Source: Library
Summary: (goodreads) In Meagan Brothers's Supergirl Mixtapes, a music-obsessed girl travels to New York City to find herself. After years of boredom in her rural South Carolina town, Maria is thrilled when her father finally allows her to visit her estranged artist mother in New York City. She’s ready for adventure, and she soon finds herself immersed in a world of rock music and busy streets, where new people and ideas lie around every concrete corner. This is the freedom she’s always longed for—and she pushes for as much as she can get, skipping school to roam the streets, visit fancy museums, and flirt with the cute clerk at a downtown record store.
But just like her beloved New York City, Maria’s life has a darker side. Behind her mother’s carefree existence are shadowy secrets, and Maria must decide just where—and with whom—her loyalty lies.
Review:
Maria Costello lives with her perfectly boring dad
in South Carolina while her estranged mother is an artist in New York. The
stuffiness of the South and a few incidents make Maria force her father and
grandmother to let her stay with her mom. Instead of blaming her mother for
abandoning her, Maria thinks she understands why a vibrant artist like her
mother could not thrive where they lived. But will Maria still see things this
way when she makes the trip?
If you are into all sorts of musicians like The Ramones,
Patty Smith or Nick Cave, then you may get a whole lot more out of this book
than I did. It had the potential to go deep, to cut, to exude emotion, but the
lightness of tone and Maria’s indifference made it hard to connect with the
deeper issues explored in the novel. The lists of band names and artists were
great for exploring new stuff, but I felt that they took up a lot of space.
Maybe if I knew those bands and were a hardcore listener, then I would have
understood Maria’s story much better. But alas, I regret to describe it as a
record junkie’s paradise rather than an emotive story.
Still, I read it in less than twenty-four hours. It was
well-written. Scenes had sufficient detail, but managed to allow the reader to
build up a personalized version of the settings. The ambiance was of course
bright and worldly and grand as I imagine New York City appears to those first
entering it. Maria is mostly a positive role model and in many ways is mature
for her age. It had a plot that did move forward and was entertaining to read.
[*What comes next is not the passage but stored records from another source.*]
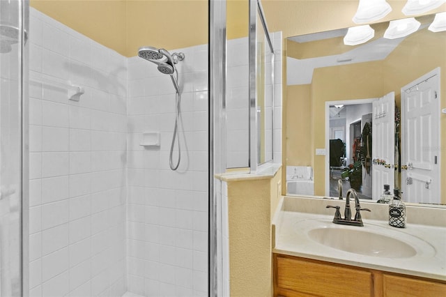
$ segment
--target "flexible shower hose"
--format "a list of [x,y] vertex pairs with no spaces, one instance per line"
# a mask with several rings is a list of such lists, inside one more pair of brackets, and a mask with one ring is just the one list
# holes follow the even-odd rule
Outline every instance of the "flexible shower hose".
[[[170,169],[175,171],[180,166],[180,161],[181,160],[181,148],[180,147],[180,137],[178,136],[178,121],[180,118],[180,99],[181,99],[181,95],[180,95],[180,92],[176,92],[176,115],[175,115],[175,128],[174,129],[174,135],[172,135],[172,142],[170,145],[170,154],[169,156],[169,165],[170,166]],[[174,146],[175,145],[175,139],[176,139],[176,142],[178,143],[178,159],[177,160],[176,165],[174,165],[174,160],[172,160],[172,156],[174,155]]]

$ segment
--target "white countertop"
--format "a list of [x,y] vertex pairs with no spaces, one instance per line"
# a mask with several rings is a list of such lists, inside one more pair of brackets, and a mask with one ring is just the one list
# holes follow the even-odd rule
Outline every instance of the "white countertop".
[[[273,252],[446,280],[444,227],[408,224],[406,228],[399,229],[389,226],[386,220],[364,218],[364,227],[339,225],[332,222],[333,215],[289,210],[284,206],[283,200],[282,202],[273,222],[275,231]],[[329,209],[334,213],[333,208]],[[344,207],[341,213],[344,213]],[[374,257],[345,252],[310,238],[309,231],[317,228],[350,229],[380,234],[408,244],[417,253],[408,257],[387,257],[385,254]]]

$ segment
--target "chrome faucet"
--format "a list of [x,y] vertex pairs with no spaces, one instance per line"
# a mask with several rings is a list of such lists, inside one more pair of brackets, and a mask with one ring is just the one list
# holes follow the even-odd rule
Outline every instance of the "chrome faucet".
[[[355,199],[355,209],[356,210],[356,213],[355,214],[354,220],[351,219],[350,195],[353,195],[353,197]],[[341,206],[332,206],[331,205],[328,205],[326,208],[336,208],[334,218],[333,218],[333,222],[334,224],[348,224],[351,226],[364,226],[364,224],[362,223],[362,218],[361,218],[361,211],[371,211],[369,208],[361,208],[361,204],[360,204],[360,199],[357,197],[357,193],[356,193],[356,191],[354,189],[350,189],[347,191],[347,196],[346,197],[346,208],[344,211],[344,218],[342,218],[341,212],[339,211]]]
[[337,180],[337,191],[339,193],[339,200],[344,199],[342,197],[342,179],[339,178]]

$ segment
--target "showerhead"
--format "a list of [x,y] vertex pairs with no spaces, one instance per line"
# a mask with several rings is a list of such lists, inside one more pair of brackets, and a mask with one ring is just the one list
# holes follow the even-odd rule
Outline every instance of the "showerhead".
[[160,53],[162,54],[163,55],[164,55],[164,56],[166,56],[166,58],[167,58],[167,63],[171,66],[174,67],[174,65],[176,64],[176,63],[175,63],[175,61],[174,61],[172,56],[171,56],[170,53],[167,52],[166,50],[160,49]]
[[[0,54],[10,52],[11,45],[19,43],[20,29],[14,26],[0,24]],[[24,43],[28,40],[28,34],[24,31]]]
[[[154,63],[157,66],[158,71],[161,73],[170,75],[172,83],[177,93],[180,93],[180,86],[178,85],[178,73],[176,70],[175,64],[178,61],[184,59],[184,54],[174,53],[171,54],[164,49],[157,49],[153,47],[139,47],[138,56],[145,60]],[[175,75],[176,75],[176,76]]]
[[158,64],[158,71],[161,73],[172,75],[174,74],[174,67],[166,63],[162,63]]
[[139,47],[138,50],[138,56],[151,62],[156,60],[160,60],[163,58],[163,54],[160,52],[159,50],[153,47]]

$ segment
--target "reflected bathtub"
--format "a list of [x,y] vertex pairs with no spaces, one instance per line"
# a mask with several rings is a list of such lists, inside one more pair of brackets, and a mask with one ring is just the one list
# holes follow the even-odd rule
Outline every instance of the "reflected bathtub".
[[292,179],[286,181],[286,193],[301,195],[314,195],[314,181]]

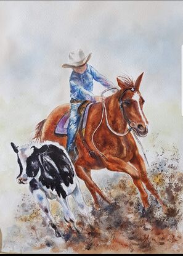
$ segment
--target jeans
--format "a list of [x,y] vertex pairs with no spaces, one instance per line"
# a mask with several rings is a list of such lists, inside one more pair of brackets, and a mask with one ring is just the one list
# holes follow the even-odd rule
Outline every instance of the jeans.
[[81,103],[73,103],[71,104],[70,112],[70,120],[67,127],[67,151],[72,150],[74,147],[73,142],[77,133],[80,121],[80,115],[78,113],[78,109]]

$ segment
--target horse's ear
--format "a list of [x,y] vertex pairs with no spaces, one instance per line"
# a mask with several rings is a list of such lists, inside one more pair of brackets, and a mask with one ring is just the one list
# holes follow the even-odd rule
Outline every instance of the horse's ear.
[[142,79],[142,76],[144,75],[144,72],[142,73],[141,75],[139,75],[139,76],[138,76],[137,79],[136,81],[135,85],[134,85],[134,87],[138,90],[139,89],[139,87],[140,85],[140,83]]
[[120,87],[121,89],[122,89],[122,90],[124,90],[124,89],[126,89],[127,88],[126,85],[122,80],[121,80],[119,78],[119,77],[117,77],[116,80],[117,80],[117,82],[118,82],[119,86]]

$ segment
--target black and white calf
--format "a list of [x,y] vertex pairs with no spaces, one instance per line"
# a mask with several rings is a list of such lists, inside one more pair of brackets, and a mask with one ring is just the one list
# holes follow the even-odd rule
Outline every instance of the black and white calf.
[[11,146],[17,154],[19,184],[30,184],[30,189],[39,207],[49,220],[57,237],[60,233],[51,213],[49,199],[56,199],[62,206],[65,220],[75,225],[67,196],[71,195],[81,213],[87,216],[89,210],[84,201],[75,168],[65,149],[59,144],[43,144],[17,147]]

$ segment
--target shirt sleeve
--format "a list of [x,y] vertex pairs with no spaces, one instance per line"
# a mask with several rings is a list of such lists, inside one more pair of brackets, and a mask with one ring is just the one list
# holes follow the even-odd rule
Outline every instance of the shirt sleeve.
[[81,97],[84,97],[87,101],[95,101],[94,95],[85,89],[83,86],[78,85],[73,80],[70,80],[70,86],[75,88],[75,91],[77,92],[77,94],[79,94]]
[[115,85],[112,82],[108,81],[105,76],[100,74],[98,71],[92,67],[91,67],[91,72],[94,79],[97,82],[100,83],[104,86],[107,87],[107,88],[115,87]]

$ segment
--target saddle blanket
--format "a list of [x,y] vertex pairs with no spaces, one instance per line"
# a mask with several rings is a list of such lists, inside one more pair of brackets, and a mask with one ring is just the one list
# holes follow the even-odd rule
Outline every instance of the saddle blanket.
[[[92,102],[89,103],[87,105],[84,110],[82,129],[84,129],[86,128],[88,110],[92,104]],[[70,112],[67,112],[63,117],[61,117],[55,130],[55,133],[56,134],[67,135],[67,129],[69,122],[69,118]]]

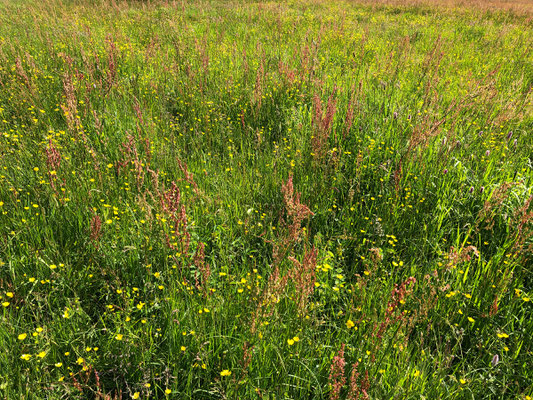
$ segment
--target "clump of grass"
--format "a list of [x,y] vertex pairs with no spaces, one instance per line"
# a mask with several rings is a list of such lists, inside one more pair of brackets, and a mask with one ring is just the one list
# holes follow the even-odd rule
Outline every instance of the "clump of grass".
[[530,399],[531,10],[476,4],[0,2],[0,396]]

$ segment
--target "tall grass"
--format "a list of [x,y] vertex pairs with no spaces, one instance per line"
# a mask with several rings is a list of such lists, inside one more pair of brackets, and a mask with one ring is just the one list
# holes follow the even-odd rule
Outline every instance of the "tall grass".
[[0,2],[0,396],[531,399],[533,29],[483,4]]

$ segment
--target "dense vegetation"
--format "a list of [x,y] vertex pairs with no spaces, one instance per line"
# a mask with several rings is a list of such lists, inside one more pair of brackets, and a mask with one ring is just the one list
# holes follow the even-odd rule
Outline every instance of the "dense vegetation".
[[0,2],[0,397],[531,399],[531,21]]

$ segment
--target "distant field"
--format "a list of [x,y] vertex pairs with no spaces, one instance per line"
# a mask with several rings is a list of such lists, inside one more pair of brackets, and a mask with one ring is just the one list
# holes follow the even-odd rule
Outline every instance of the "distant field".
[[532,15],[0,0],[0,398],[531,400]]

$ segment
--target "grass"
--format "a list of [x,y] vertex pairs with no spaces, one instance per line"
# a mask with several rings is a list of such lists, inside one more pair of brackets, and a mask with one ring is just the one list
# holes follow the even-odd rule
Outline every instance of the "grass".
[[531,399],[527,4],[1,1],[0,397]]

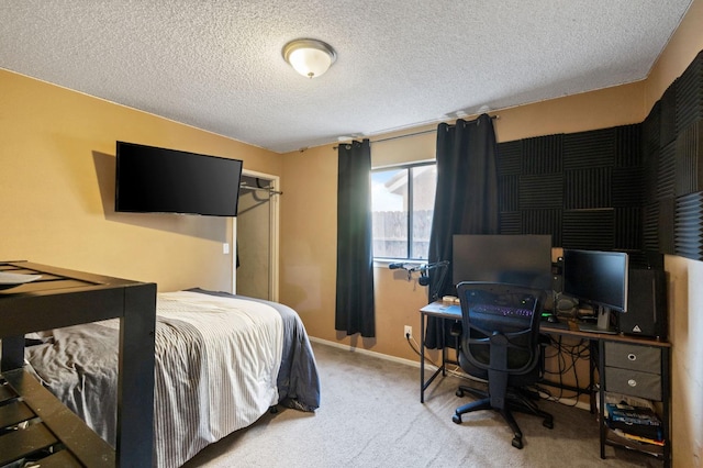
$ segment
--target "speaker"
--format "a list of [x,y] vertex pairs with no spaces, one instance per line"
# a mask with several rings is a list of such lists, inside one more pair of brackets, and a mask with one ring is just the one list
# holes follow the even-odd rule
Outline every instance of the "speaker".
[[666,339],[667,276],[662,269],[628,271],[627,312],[620,313],[620,331]]

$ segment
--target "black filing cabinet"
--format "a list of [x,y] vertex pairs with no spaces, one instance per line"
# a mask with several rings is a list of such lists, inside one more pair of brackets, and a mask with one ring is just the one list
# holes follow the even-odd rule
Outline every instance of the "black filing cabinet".
[[[601,339],[599,346],[600,371],[600,432],[601,458],[605,458],[605,445],[627,447],[652,455],[671,466],[670,441],[670,345],[656,339],[627,338],[623,336]],[[623,438],[610,430],[605,419],[607,393],[656,402],[661,420],[663,445],[652,445]]]

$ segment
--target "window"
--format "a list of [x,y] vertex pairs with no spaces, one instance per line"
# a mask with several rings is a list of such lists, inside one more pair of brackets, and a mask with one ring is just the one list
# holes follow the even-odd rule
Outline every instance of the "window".
[[435,163],[371,171],[375,258],[427,259],[436,182]]

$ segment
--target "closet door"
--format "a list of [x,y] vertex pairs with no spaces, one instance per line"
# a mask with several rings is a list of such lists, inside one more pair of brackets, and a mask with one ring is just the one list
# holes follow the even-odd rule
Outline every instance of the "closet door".
[[277,300],[274,291],[274,225],[276,197],[274,180],[244,174],[239,188],[236,222],[236,293]]

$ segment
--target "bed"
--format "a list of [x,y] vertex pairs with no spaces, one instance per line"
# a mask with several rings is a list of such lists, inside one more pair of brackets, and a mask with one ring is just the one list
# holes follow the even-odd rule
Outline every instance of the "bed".
[[[114,446],[119,321],[43,332],[32,371]],[[157,294],[154,460],[178,467],[207,445],[283,404],[314,411],[320,381],[305,328],[290,308],[201,289]]]

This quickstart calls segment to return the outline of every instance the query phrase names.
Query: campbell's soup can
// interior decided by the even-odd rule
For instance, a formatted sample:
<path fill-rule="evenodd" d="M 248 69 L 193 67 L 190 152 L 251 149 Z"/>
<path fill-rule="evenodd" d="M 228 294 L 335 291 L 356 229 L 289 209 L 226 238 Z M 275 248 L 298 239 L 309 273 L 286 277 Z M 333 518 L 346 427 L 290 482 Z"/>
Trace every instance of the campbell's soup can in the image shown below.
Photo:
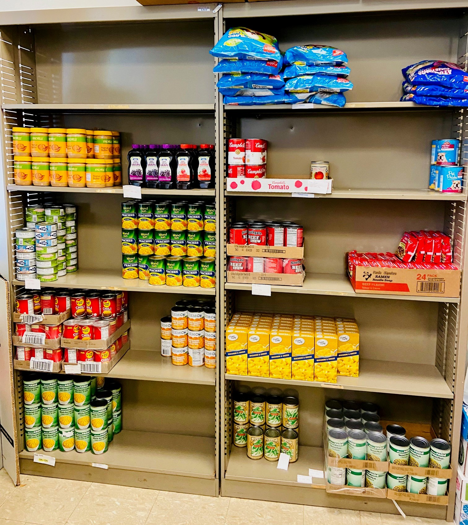
<path fill-rule="evenodd" d="M 300 274 L 302 271 L 302 259 L 283 259 L 283 274 Z"/>
<path fill-rule="evenodd" d="M 284 227 L 284 246 L 302 246 L 303 229 L 299 224 L 288 224 Z"/>
<path fill-rule="evenodd" d="M 237 244 L 241 246 L 247 244 L 248 228 L 245 223 L 236 223 L 229 228 L 229 244 Z"/>
<path fill-rule="evenodd" d="M 238 257 L 237 255 L 231 256 L 229 258 L 229 271 L 247 271 L 247 259 L 248 257 Z"/>
<path fill-rule="evenodd" d="M 246 139 L 246 164 L 261 166 L 267 163 L 267 141 L 263 139 Z"/>
<path fill-rule="evenodd" d="M 266 257 L 264 271 L 267 274 L 282 274 L 283 259 L 277 257 Z"/>
<path fill-rule="evenodd" d="M 265 271 L 264 257 L 246 257 L 247 271 L 256 271 L 263 273 Z"/>
<path fill-rule="evenodd" d="M 259 246 L 267 245 L 267 227 L 263 223 L 249 224 L 247 236 L 248 244 L 255 244 Z"/>
<path fill-rule="evenodd" d="M 246 176 L 246 166 L 244 164 L 237 166 L 235 164 L 228 165 L 228 176 L 230 178 L 238 178 Z"/>
<path fill-rule="evenodd" d="M 229 139 L 228 141 L 228 164 L 241 166 L 245 163 L 245 139 Z"/>
<path fill-rule="evenodd" d="M 246 166 L 246 178 L 263 178 L 267 176 L 265 164 Z"/>
<path fill-rule="evenodd" d="M 267 244 L 269 246 L 284 246 L 284 227 L 277 223 L 267 225 Z"/>

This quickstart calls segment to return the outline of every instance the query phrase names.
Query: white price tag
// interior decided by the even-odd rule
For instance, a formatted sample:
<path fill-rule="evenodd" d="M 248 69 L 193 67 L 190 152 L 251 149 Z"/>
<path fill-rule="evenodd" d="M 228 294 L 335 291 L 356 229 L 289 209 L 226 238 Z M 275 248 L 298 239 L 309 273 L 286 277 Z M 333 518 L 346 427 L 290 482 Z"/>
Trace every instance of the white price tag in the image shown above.
<path fill-rule="evenodd" d="M 26 290 L 40 290 L 40 281 L 38 279 L 26 279 L 24 281 L 24 287 Z"/>
<path fill-rule="evenodd" d="M 54 361 L 50 359 L 38 359 L 31 358 L 29 361 L 30 370 L 39 370 L 40 372 L 52 372 L 54 368 Z"/>
<path fill-rule="evenodd" d="M 51 467 L 55 466 L 55 458 L 53 456 L 38 454 L 35 452 L 33 461 L 34 463 L 43 463 L 44 465 L 49 465 Z"/>
<path fill-rule="evenodd" d="M 66 364 L 65 365 L 66 374 L 80 374 L 81 366 L 79 364 Z"/>
<path fill-rule="evenodd" d="M 282 470 L 287 470 L 289 466 L 289 456 L 288 454 L 285 454 L 284 452 L 280 453 L 280 457 L 278 460 L 278 466 L 277 468 L 280 468 Z"/>
<path fill-rule="evenodd" d="M 141 198 L 141 188 L 139 186 L 133 186 L 131 184 L 124 185 L 124 197 L 128 198 Z"/>
<path fill-rule="evenodd" d="M 252 285 L 252 295 L 264 295 L 271 297 L 271 286 L 270 285 Z"/>
<path fill-rule="evenodd" d="M 98 468 L 104 468 L 106 470 L 109 468 L 109 465 L 105 465 L 104 463 L 91 463 L 91 466 L 97 467 Z"/>
<path fill-rule="evenodd" d="M 22 321 L 26 324 L 35 324 L 44 321 L 42 315 L 35 316 L 34 313 L 22 313 L 21 317 Z"/>
<path fill-rule="evenodd" d="M 21 340 L 26 344 L 44 344 L 46 342 L 46 334 L 42 332 L 25 332 Z"/>

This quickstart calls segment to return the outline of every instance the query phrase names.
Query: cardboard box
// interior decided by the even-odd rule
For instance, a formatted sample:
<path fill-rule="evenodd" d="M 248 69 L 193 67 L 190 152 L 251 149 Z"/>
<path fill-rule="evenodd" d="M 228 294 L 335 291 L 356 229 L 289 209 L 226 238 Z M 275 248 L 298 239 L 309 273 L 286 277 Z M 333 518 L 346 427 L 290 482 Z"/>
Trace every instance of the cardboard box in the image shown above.
<path fill-rule="evenodd" d="M 266 274 L 256 271 L 228 271 L 228 282 L 271 285 L 281 286 L 302 286 L 306 272 L 301 274 Z"/>
<path fill-rule="evenodd" d="M 460 296 L 460 270 L 419 270 L 357 266 L 351 284 L 357 293 Z"/>
<path fill-rule="evenodd" d="M 243 246 L 237 244 L 226 246 L 228 255 L 238 255 L 243 257 L 278 257 L 280 259 L 303 259 L 304 247 L 301 246 L 258 246 L 248 244 Z"/>
<path fill-rule="evenodd" d="M 79 339 L 68 339 L 67 338 L 63 337 L 62 338 L 62 346 L 63 348 L 79 348 L 82 350 L 105 350 L 129 328 L 130 319 L 126 323 L 124 323 L 120 328 L 116 330 L 111 335 L 109 335 L 107 339 L 90 339 L 86 341 L 80 341 Z"/>
<path fill-rule="evenodd" d="M 253 192 L 257 193 L 331 193 L 332 178 L 288 178 L 265 177 L 262 178 L 226 179 L 226 192 Z"/>

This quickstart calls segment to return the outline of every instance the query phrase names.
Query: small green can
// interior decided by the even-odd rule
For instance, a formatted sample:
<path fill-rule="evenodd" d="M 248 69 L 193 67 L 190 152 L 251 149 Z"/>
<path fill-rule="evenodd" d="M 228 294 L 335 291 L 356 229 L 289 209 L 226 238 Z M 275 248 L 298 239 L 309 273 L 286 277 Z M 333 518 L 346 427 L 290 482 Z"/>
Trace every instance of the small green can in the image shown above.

As a reader though, I picked up cracks in Maria’s cool
exterior. Her dysfunctional life was supposed to be the foundation of this
novel, but I felt the author never explored it. I didn’t come close to feeling
for Maria. There was just too much fun and glamour and not enough of the angst
that should have contributed to Maria’s character growth. She might have
learned a thing or two, but overall she was mostly unchanged by the end. This
is where my problem with the novel lies. A potential never reached.